After poor musical showings, Johnson is now a star in Norwegian romantic comedies and Thomas has been appearing as all eight contestants of Celebrity Fit Club.
Three major acting heavyweights create albums. All are horrendous.
It is commonplace now with shows like American Idol and Making the Band to believe that anyone can have hidden musical talent. It has also been proven with Nickelback's consistent sold-out tours that most of America is tone-deaf and opposed to enjoying talented musical artists.
Look at our upcoming Springfest. MIMS might know why he's hot, but does anyone else? I'll answer that for you. No. No one cares about MIMS. Yet somehow he is still a top-selling artist.
America, we have talented musicians. They are all over the place. But when you turn on Kiss 98.5 you certainly won't find it. And more than likely 103.3 will be too busy playing the latest Saliva nu-metal knock-off to find anything worth listening to.
One of the most talented artists to release an album this year, Dallas Green, is stuck without airtime because untalented pop musicians are able to fill the airwaves with Macbook Garage Band created drum and bass and unrelenting generic choruses.
I'll be the first to admit that I enjoy cheesy pop music. I think Michael Jackson's "Beat It" is one of the best songs ever written. Difference is that Jackson, despite his personal problems, has made some great music and deserves to sell records based on his musical talent.
Ashley Alexandra Dupree does not deserve to sell any records.
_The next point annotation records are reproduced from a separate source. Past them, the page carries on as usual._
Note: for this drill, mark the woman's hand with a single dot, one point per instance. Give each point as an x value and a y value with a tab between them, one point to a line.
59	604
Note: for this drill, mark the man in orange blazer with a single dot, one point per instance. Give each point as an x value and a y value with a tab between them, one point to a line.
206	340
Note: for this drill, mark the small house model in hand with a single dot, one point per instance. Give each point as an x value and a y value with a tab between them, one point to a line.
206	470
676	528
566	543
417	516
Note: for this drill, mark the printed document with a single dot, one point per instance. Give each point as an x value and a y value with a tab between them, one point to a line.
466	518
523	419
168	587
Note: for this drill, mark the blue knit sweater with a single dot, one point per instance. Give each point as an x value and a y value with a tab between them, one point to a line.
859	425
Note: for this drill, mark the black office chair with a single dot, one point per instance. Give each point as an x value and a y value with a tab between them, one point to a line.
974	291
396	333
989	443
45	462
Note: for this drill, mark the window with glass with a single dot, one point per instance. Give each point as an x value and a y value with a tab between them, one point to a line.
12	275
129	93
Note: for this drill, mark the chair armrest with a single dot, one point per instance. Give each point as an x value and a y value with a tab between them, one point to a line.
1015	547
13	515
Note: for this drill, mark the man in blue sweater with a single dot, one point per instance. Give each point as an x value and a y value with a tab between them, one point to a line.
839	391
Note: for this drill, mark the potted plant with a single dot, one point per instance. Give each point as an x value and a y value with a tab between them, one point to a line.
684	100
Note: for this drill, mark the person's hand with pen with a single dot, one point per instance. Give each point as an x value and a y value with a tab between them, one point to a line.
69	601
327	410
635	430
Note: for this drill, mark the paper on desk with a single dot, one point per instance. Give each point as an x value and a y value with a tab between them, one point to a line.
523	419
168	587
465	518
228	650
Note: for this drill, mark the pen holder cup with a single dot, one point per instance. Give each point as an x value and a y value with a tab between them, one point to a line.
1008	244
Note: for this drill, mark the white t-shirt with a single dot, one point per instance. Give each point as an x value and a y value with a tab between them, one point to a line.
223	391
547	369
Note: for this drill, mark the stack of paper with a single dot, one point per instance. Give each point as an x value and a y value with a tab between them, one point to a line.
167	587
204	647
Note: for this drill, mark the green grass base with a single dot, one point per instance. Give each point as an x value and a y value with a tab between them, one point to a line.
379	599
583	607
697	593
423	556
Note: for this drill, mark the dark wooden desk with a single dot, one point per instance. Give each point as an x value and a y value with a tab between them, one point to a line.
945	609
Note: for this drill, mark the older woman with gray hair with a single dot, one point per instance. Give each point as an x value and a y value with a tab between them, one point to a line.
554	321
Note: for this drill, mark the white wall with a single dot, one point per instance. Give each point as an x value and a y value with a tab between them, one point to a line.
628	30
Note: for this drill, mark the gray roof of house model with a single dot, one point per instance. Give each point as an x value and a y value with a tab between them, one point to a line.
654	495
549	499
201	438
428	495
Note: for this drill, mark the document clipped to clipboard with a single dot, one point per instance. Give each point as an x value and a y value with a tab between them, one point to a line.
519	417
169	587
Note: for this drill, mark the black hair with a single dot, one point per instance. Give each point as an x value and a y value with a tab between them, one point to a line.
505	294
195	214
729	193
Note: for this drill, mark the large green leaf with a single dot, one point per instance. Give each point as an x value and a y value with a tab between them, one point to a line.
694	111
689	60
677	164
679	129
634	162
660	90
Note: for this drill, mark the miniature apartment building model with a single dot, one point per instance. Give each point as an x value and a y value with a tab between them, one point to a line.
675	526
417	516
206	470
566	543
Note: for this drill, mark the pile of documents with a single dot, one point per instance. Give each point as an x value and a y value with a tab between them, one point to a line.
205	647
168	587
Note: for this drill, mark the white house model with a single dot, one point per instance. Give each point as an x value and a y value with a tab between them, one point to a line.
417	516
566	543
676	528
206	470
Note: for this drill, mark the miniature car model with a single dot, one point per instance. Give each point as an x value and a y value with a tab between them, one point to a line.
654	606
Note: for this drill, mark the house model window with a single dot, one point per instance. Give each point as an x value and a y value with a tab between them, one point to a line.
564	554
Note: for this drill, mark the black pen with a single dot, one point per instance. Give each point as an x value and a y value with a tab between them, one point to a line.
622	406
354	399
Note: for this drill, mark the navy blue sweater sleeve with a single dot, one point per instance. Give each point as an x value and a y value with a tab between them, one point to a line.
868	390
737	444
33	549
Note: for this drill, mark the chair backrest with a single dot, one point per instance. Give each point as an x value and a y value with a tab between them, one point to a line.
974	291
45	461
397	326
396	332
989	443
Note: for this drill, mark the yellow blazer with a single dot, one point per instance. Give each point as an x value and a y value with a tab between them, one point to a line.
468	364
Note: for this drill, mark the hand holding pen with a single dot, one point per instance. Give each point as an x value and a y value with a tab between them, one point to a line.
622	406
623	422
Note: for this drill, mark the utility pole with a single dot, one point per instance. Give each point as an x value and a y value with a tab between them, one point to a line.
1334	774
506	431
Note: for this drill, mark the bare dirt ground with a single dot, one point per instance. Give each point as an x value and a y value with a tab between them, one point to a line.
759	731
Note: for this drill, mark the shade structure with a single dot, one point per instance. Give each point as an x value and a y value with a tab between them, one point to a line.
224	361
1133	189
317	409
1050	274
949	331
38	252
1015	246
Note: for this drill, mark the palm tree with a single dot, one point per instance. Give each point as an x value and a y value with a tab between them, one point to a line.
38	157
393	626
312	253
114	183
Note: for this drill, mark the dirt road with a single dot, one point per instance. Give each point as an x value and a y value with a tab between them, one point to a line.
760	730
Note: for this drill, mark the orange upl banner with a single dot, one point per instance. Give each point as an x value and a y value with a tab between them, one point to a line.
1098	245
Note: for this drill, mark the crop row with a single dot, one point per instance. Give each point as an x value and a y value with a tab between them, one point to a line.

Her backing beat is basically a clinic in do-it-yourself home recording, while the lyrics are somehow worse than Jamie Lynn Spears' attempts at curing morning sickness with Pedialyte.
It's fine and dandy to play the struggling musician if you live in your car a la Jewel, but not when you are living in a $3200 a month Manhattan loft. Maybe I'm being a bit harsh, but the reality of this entire situation is that the only victims are Spitzer's family, and the American listener.